The provisional analytical validation of the LC-MRM-MS method demonstrated that the predefined criteria for carryover, matrix effects, and linearity were actually met for the proteins NGAL, TIMP-2, IGFBP7, KIM-1, CXCL9, SLC22A2, nephrin, and uromodulin. The analytical selectivity in our test was generally optimal; however, the quantitation of cubilin and CXCL9 was achieved by only one peptide due to poor qualifier peptide responses. The achieved average imprecision of 26% for the quantifier peptides was near the predefined desirable CV ≤ 25%. We expect that this level of imprecision should not affect the clinical performance when taking into consideration the high biological variation of these urinary biomarkers and the previously observed biomarker fold increases under pathological conditions.[18,19,44] However, it remains to be evaluated whether this imprecision affects the clinical decision making or the clinical outcome.[16] Automation of the sample preparation should be considered to improve the test imprecision and the long-term robustness.[25,45] Furthermore, the analytical validation needs to be completed by an examination of the test accuracy by spiking or a measurement procedure comparison.[28,46]

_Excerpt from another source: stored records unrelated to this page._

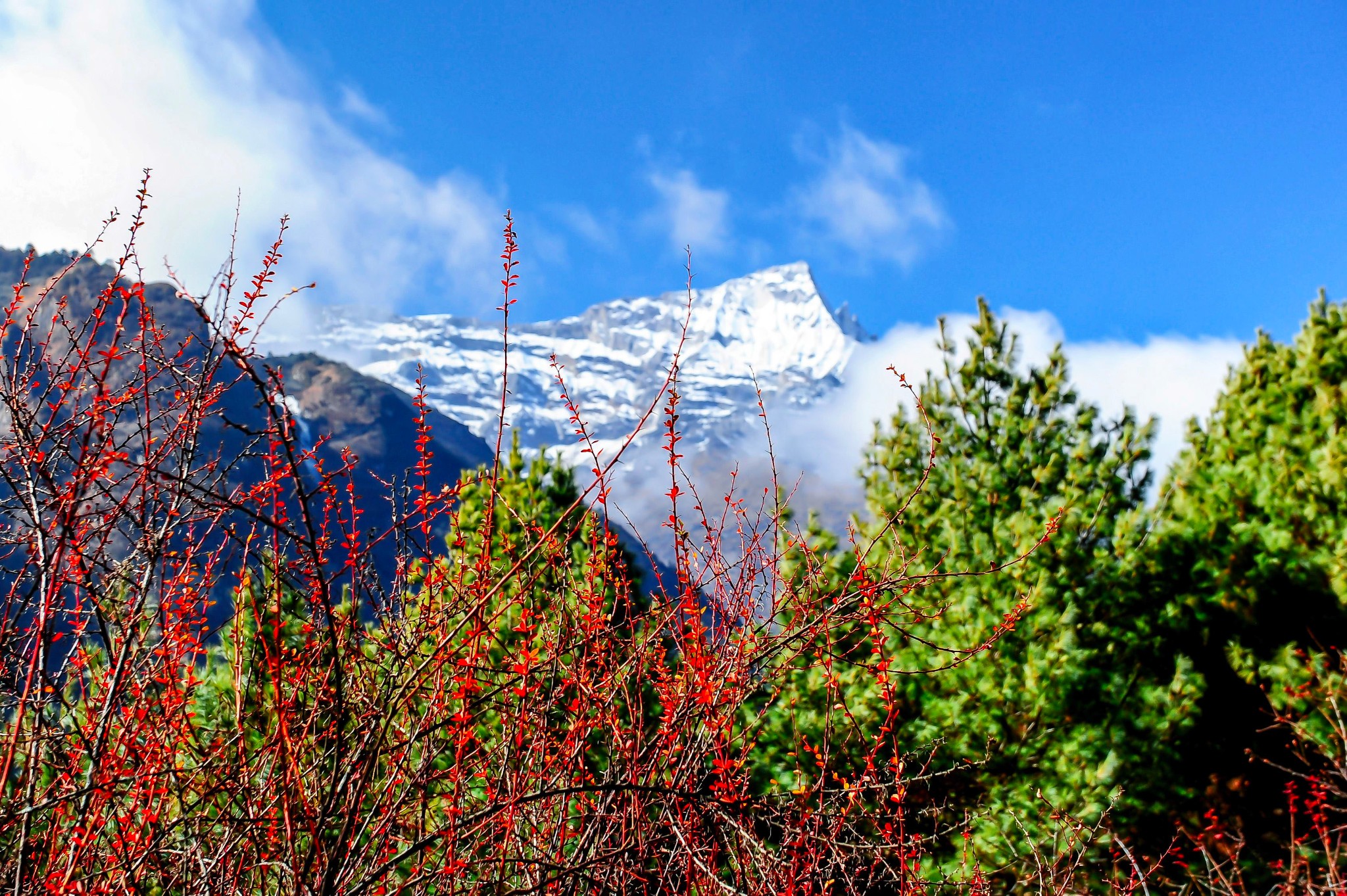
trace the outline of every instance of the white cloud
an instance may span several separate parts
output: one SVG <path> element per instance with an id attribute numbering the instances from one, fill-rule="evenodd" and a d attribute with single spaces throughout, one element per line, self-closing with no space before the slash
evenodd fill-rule
<path id="1" fill-rule="evenodd" d="M 1048 351 L 1063 342 L 1061 326 L 1048 312 L 1006 309 L 1002 318 L 1018 334 L 1021 363 L 1044 363 Z M 950 315 L 947 332 L 962 346 L 973 322 L 970 315 Z M 804 410 L 772 414 L 779 465 L 788 471 L 785 478 L 803 472 L 797 506 L 831 511 L 834 525 L 861 506 L 855 472 L 874 421 L 886 422 L 900 402 L 908 402 L 888 366 L 920 385 L 942 362 L 936 339 L 935 326 L 898 324 L 857 348 L 838 394 Z M 1064 350 L 1083 401 L 1099 405 L 1109 418 L 1117 418 L 1123 405 L 1142 420 L 1158 417 L 1152 460 L 1157 480 L 1183 447 L 1187 420 L 1211 410 L 1228 366 L 1242 357 L 1238 340 L 1206 336 L 1149 336 L 1144 343 L 1067 340 Z M 756 447 L 746 445 L 741 453 L 752 451 Z"/>
<path id="2" fill-rule="evenodd" d="M 372 104 L 369 98 L 361 93 L 360 87 L 343 83 L 338 89 L 338 102 L 341 105 L 341 110 L 353 118 L 360 118 L 365 124 L 372 124 L 377 128 L 392 126 L 388 121 L 388 114 Z"/>
<path id="3" fill-rule="evenodd" d="M 582 204 L 555 206 L 552 211 L 562 222 L 579 235 L 603 249 L 610 249 L 617 242 L 613 229 L 601 222 L 594 213 Z"/>
<path id="4" fill-rule="evenodd" d="M 686 168 L 652 171 L 649 182 L 660 194 L 655 219 L 668 230 L 674 248 L 692 246 L 694 253 L 717 253 L 727 248 L 729 192 L 703 187 L 696 175 Z"/>
<path id="5" fill-rule="evenodd" d="M 150 277 L 168 256 L 201 288 L 241 194 L 244 270 L 290 214 L 283 284 L 388 303 L 428 276 L 490 301 L 500 198 L 376 152 L 251 19 L 247 0 L 0 0 L 0 245 L 84 246 L 150 167 Z"/>
<path id="6" fill-rule="evenodd" d="M 862 262 L 911 268 L 952 227 L 939 196 L 908 174 L 911 152 L 842 125 L 823 153 L 796 143 L 797 155 L 819 167 L 818 176 L 792 192 L 791 210 L 801 238 L 820 241 Z"/>

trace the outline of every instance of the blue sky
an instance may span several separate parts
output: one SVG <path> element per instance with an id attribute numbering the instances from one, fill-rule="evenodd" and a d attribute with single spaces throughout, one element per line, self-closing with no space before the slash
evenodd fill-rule
<path id="1" fill-rule="evenodd" d="M 723 198 L 703 283 L 806 258 L 876 331 L 986 293 L 1080 339 L 1286 336 L 1343 289 L 1342 7 L 571 5 L 256 17 L 372 145 L 516 210 L 533 316 L 678 283 L 656 183 Z M 801 222 L 849 133 L 939 203 L 905 254 Z"/>
<path id="2" fill-rule="evenodd" d="M 579 7 L 579 8 L 575 8 Z M 1347 291 L 1329 4 L 0 0 L 0 245 L 203 284 L 294 218 L 318 301 L 552 318 L 804 258 L 876 334 L 994 307 L 1072 340 L 1289 336 Z M 133 51 L 128 51 L 133 47 Z M 114 254 L 116 241 L 102 248 Z M 247 264 L 247 262 L 245 262 Z"/>

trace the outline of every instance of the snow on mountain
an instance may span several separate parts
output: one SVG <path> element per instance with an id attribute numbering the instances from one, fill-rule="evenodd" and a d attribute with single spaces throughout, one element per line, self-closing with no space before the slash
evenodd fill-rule
<path id="1" fill-rule="evenodd" d="M 520 441 L 575 451 L 575 428 L 560 400 L 552 355 L 591 433 L 601 444 L 624 439 L 659 393 L 688 308 L 687 292 L 668 292 L 605 301 L 562 320 L 512 322 L 506 420 Z M 845 307 L 828 305 L 804 262 L 694 289 L 679 367 L 686 444 L 730 445 L 754 425 L 754 377 L 773 404 L 812 404 L 841 385 L 853 350 L 867 339 Z M 303 343 L 407 391 L 416 387 L 419 365 L 436 410 L 480 436 L 496 432 L 498 322 L 453 315 L 370 320 L 330 309 Z M 655 417 L 643 441 L 657 431 Z"/>

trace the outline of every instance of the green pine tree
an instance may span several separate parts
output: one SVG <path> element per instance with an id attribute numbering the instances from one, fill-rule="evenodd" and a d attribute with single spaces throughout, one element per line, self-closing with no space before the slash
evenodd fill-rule
<path id="1" fill-rule="evenodd" d="M 943 323 L 940 350 L 943 370 L 920 389 L 938 440 L 929 479 L 917 491 L 931 437 L 900 409 L 865 455 L 870 519 L 855 523 L 861 549 L 815 525 L 787 572 L 799 578 L 822 566 L 838 593 L 854 587 L 858 553 L 870 580 L 902 558 L 909 577 L 985 574 L 888 592 L 874 603 L 898 599 L 931 618 L 872 632 L 857 613 L 826 650 L 806 651 L 772 696 L 758 775 L 793 780 L 801 745 L 823 741 L 857 761 L 890 726 L 898 752 L 933 748 L 928 768 L 948 774 L 927 784 L 929 795 L 956 827 L 971 818 L 974 850 L 994 866 L 1026 861 L 1030 841 L 1049 844 L 1055 811 L 1087 822 L 1110 805 L 1123 822 L 1162 815 L 1181 790 L 1167 768 L 1202 679 L 1161 648 L 1164 630 L 1125 569 L 1141 531 L 1152 424 L 1130 412 L 1107 422 L 1080 402 L 1060 347 L 1045 366 L 1021 370 L 1014 336 L 982 301 L 967 355 Z M 1032 550 L 1055 518 L 1057 531 Z M 1021 601 L 1028 609 L 989 650 L 973 658 L 943 650 L 985 642 Z M 893 717 L 874 673 L 876 634 L 886 639 L 889 669 L 952 666 L 889 674 Z M 845 696 L 846 712 L 834 694 Z M 944 853 L 951 861 L 958 839 Z"/>

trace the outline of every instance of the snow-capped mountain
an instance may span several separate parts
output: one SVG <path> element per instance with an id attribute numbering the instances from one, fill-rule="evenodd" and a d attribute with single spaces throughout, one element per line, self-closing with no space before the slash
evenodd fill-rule
<path id="1" fill-rule="evenodd" d="M 691 299 L 691 304 L 690 304 Z M 552 358 L 601 443 L 624 439 L 657 394 L 684 320 L 679 425 L 688 448 L 733 444 L 757 421 L 754 377 L 773 404 L 808 405 L 841 383 L 869 339 L 820 295 L 808 265 L 768 268 L 710 289 L 616 299 L 575 318 L 511 323 L 506 418 L 525 447 L 574 449 Z M 407 391 L 418 366 L 431 405 L 480 436 L 500 410 L 501 327 L 453 315 L 370 320 L 326 311 L 303 347 L 356 365 Z M 659 429 L 652 418 L 643 440 Z"/>

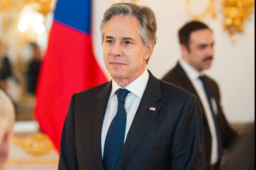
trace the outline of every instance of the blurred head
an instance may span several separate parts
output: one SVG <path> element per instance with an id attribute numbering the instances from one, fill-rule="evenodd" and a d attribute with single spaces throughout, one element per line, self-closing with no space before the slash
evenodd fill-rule
<path id="1" fill-rule="evenodd" d="M 36 44 L 33 45 L 33 57 L 35 59 L 40 60 L 41 58 L 41 52 L 40 48 Z"/>
<path id="2" fill-rule="evenodd" d="M 14 119 L 12 103 L 0 89 L 0 169 L 3 168 L 8 157 Z"/>
<path id="3" fill-rule="evenodd" d="M 179 37 L 184 60 L 199 72 L 210 67 L 214 40 L 207 26 L 198 21 L 188 22 L 179 31 Z"/>

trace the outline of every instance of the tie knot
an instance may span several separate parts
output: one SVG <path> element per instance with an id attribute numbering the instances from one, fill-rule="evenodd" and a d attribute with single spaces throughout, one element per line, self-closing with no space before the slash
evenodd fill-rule
<path id="1" fill-rule="evenodd" d="M 200 76 L 199 77 L 198 77 L 198 78 L 200 79 L 202 81 L 204 82 L 204 76 Z"/>
<path id="2" fill-rule="evenodd" d="M 118 101 L 122 101 L 124 104 L 125 101 L 125 98 L 126 98 L 127 94 L 130 93 L 131 92 L 126 90 L 125 89 L 118 89 L 116 91 L 116 94 L 117 97 Z"/>

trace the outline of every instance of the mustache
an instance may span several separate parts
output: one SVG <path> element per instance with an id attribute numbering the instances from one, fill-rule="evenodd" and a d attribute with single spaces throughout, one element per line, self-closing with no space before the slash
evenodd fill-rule
<path id="1" fill-rule="evenodd" d="M 208 56 L 204 58 L 203 60 L 203 61 L 206 61 L 209 60 L 213 60 L 213 56 Z"/>

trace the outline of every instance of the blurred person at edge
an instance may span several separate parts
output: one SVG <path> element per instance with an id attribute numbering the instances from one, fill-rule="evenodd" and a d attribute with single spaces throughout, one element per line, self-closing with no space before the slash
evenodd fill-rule
<path id="1" fill-rule="evenodd" d="M 198 98 L 203 115 L 206 170 L 219 169 L 223 149 L 229 149 L 237 133 L 226 119 L 217 83 L 204 74 L 213 59 L 211 29 L 198 21 L 186 23 L 179 31 L 182 58 L 162 80 Z"/>
<path id="2" fill-rule="evenodd" d="M 12 101 L 0 89 L 0 170 L 3 169 L 8 158 L 14 120 Z"/>
<path id="3" fill-rule="evenodd" d="M 9 59 L 5 54 L 5 48 L 0 41 L 0 89 L 4 91 L 8 88 L 7 79 L 12 74 Z"/>
<path id="4" fill-rule="evenodd" d="M 32 43 L 33 58 L 28 64 L 27 72 L 28 92 L 34 94 L 37 81 L 40 66 L 41 64 L 41 52 L 39 46 Z"/>

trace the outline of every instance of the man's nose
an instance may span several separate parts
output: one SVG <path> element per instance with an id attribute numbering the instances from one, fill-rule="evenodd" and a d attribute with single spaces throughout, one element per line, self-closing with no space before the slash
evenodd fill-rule
<path id="1" fill-rule="evenodd" d="M 115 43 L 113 46 L 111 54 L 111 55 L 114 56 L 122 56 L 123 55 L 123 47 L 122 45 L 119 42 Z"/>

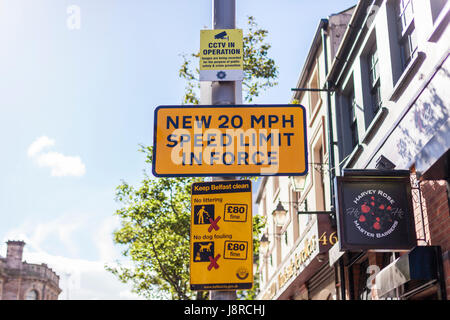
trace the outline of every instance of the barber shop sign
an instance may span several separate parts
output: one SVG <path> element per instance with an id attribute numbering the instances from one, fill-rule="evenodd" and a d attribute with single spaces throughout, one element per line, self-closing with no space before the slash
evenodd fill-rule
<path id="1" fill-rule="evenodd" d="M 358 171 L 337 177 L 335 184 L 341 251 L 414 247 L 416 235 L 408 171 Z"/>

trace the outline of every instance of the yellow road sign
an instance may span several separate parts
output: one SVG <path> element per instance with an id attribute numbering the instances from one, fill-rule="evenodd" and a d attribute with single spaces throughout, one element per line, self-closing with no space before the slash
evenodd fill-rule
<path id="1" fill-rule="evenodd" d="M 244 77 L 241 29 L 200 31 L 200 81 L 236 81 Z"/>
<path id="2" fill-rule="evenodd" d="M 253 285 L 251 181 L 192 185 L 191 290 Z"/>
<path id="3" fill-rule="evenodd" d="M 160 106 L 153 137 L 157 177 L 308 171 L 301 105 Z"/>

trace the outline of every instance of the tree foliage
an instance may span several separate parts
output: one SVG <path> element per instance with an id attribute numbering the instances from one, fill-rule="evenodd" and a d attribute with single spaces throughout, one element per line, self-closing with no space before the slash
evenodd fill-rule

In a proof-of-principle study, we showed that the LC-MRM-MS test enabled the quantitation of kidney injury biomarkers from patient samples. The value in terms of the clinical and cost effectiveness of this kidney injury panel has to be proven in randomized clinical trials; however, it is anticipated that this multiplex protein test will enable the early detection of kidney injury prior to progression into a full kidney insult. New treatment regimens and clinical guidelines should then be developed to prevent chronic kidney disease progression. In addition to the well-studied early kidney injury biomarkers, inflammation, fibrosis, and kidney-tissue-enriched proteins have been added to the biomarker panel to study the potential etiology underlying the encountered kidney injury. We believe that this multiplex urinary protein test will enable a molecular and refined definition of kidney injury, contributing to personalized protocols for the prevention of and timely intervention in acute and chronic kidney damage.